Software | Open | Published:
GEVALT: An integrated software tool for genotype analysis
BMC Bioinformaticsvolume 8, Article number: 36 (2007)
Genotype information generated by individual and international efforts carries the promise of revolutionizing disease studies and the association of phenotypes with alleles and haplotypes. Given the enormous amounts of public genotype data, tools for analyzing, interpreting and visualizing these data sets are of critical importance to researchers. In past works we have developed algorithms for genotypes phasing and tag SNP selection, which were shown to be quick and accurate. Both algorithms were available until now only as batch executables.

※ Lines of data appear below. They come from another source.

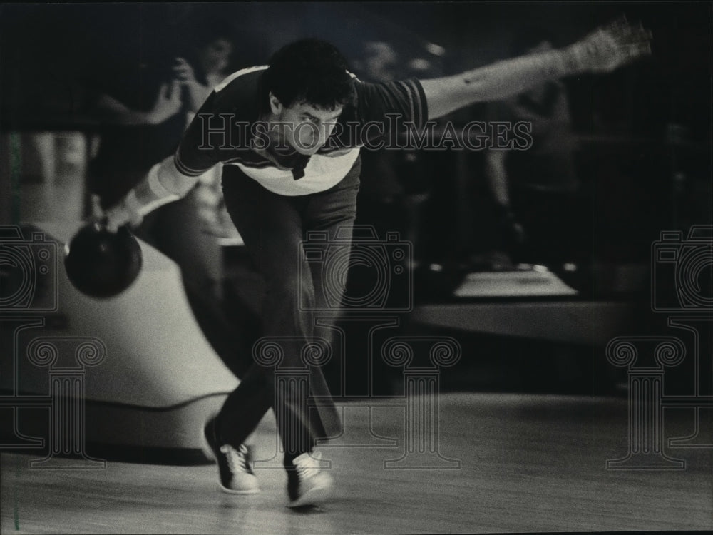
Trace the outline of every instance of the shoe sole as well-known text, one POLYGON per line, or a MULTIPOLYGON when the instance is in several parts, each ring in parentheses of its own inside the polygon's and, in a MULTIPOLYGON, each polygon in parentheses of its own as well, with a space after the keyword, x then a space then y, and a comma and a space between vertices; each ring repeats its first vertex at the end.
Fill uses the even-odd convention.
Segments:
POLYGON ((218 486, 220 486, 220 490, 226 494, 259 494, 260 493, 260 489, 249 489, 247 490, 238 491, 232 489, 228 489, 227 487, 223 486, 220 483, 218 484, 218 486))
POLYGON ((332 485, 310 489, 297 499, 287 504, 288 507, 304 507, 309 505, 319 505, 332 495, 332 485))
MULTIPOLYGON (((205 426, 203 426, 203 430, 200 434, 202 439, 202 445, 203 446, 203 453, 209 458, 210 460, 215 463, 217 463, 217 457, 215 455, 215 452, 213 451, 212 447, 210 445, 210 441, 208 440, 208 437, 205 436, 205 426), (210 454, 208 455, 207 454, 210 454)), ((220 479, 220 472, 218 472, 218 479, 220 479)), ((218 481, 218 486, 220 490, 225 492, 226 494, 259 494, 260 493, 260 488, 257 489, 248 489, 247 490, 235 490, 233 489, 228 489, 227 486, 223 486, 222 484, 218 481)))

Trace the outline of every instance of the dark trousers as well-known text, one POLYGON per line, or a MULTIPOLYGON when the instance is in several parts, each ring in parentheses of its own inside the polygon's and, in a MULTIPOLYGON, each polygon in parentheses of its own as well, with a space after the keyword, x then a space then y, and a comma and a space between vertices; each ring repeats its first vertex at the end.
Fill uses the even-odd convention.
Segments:
MULTIPOLYGON (((331 189, 289 197, 267 190, 235 166, 226 165, 223 170, 226 208, 265 282, 262 337, 254 349, 261 341, 273 339, 282 358, 275 366, 264 365, 265 361, 252 364, 217 416, 217 433, 222 442, 237 447, 272 407, 284 448, 286 466, 309 451, 317 438, 339 432, 337 411, 325 403, 329 390, 322 370, 319 366, 305 365, 302 352, 305 343, 315 336, 316 310, 334 307, 343 295, 346 277, 327 275, 329 300, 325 300, 322 268, 329 265, 329 258, 308 263, 302 242, 308 233, 316 231, 324 233, 327 243, 337 239, 340 243, 351 242, 360 172, 361 163, 357 160, 347 175, 331 189), (276 379, 277 372, 284 379, 284 371, 289 369, 297 372, 309 370, 311 392, 299 382, 276 379), (321 398, 319 411, 309 409, 310 393, 321 398)), ((341 266, 348 265, 344 253, 342 248, 341 266)), ((322 322, 320 327, 319 335, 328 339, 331 330, 322 322)))

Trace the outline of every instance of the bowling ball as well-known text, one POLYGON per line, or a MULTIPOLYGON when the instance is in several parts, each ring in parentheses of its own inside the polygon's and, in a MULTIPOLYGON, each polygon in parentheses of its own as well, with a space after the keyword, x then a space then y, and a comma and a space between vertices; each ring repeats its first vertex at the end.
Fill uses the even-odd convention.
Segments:
POLYGON ((141 247, 125 226, 110 233, 99 223, 88 223, 65 247, 69 280, 92 297, 118 295, 136 280, 142 263, 141 247))

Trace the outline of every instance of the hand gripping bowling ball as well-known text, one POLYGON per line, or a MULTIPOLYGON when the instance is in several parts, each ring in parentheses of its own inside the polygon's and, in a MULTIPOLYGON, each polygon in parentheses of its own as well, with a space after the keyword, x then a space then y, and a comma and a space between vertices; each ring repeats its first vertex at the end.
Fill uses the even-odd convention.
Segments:
POLYGON ((88 223, 65 247, 70 282, 92 297, 113 297, 123 292, 136 280, 142 262, 141 247, 125 226, 115 233, 101 223, 88 223))

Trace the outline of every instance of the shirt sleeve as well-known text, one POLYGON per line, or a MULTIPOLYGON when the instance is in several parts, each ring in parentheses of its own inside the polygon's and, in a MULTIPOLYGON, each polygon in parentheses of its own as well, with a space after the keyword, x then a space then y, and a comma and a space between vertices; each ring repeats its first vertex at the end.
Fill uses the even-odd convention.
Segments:
POLYGON ((199 176, 220 162, 221 148, 228 142, 230 112, 223 116, 211 93, 183 133, 173 160, 179 173, 199 176))
POLYGON ((399 123, 411 123, 417 129, 425 125, 428 106, 418 79, 381 83, 357 82, 356 88, 356 114, 360 122, 381 123, 386 131, 399 123))

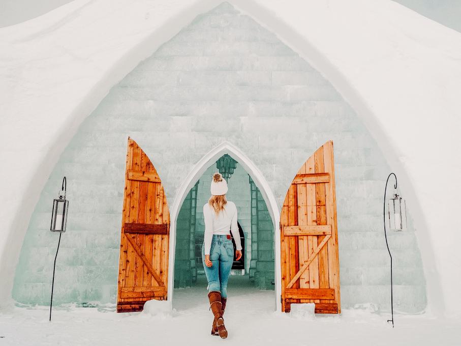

Here we present GEVALT (GEnotype Visualization and ALgorithmic Tool), a software package designed to simplify and expedite the process of genotype analysis, by providing a common interface to several tasks relating to such analysis. GEVALT combines the strong visual abilities of Haploview with our quick and powerful algorithms for genotypes phasing (GERBIL), tag SNP selection (STAMPA) and permutation testing for evaluating significance of association. All of the above are provided in a visually appealing and interactive interface.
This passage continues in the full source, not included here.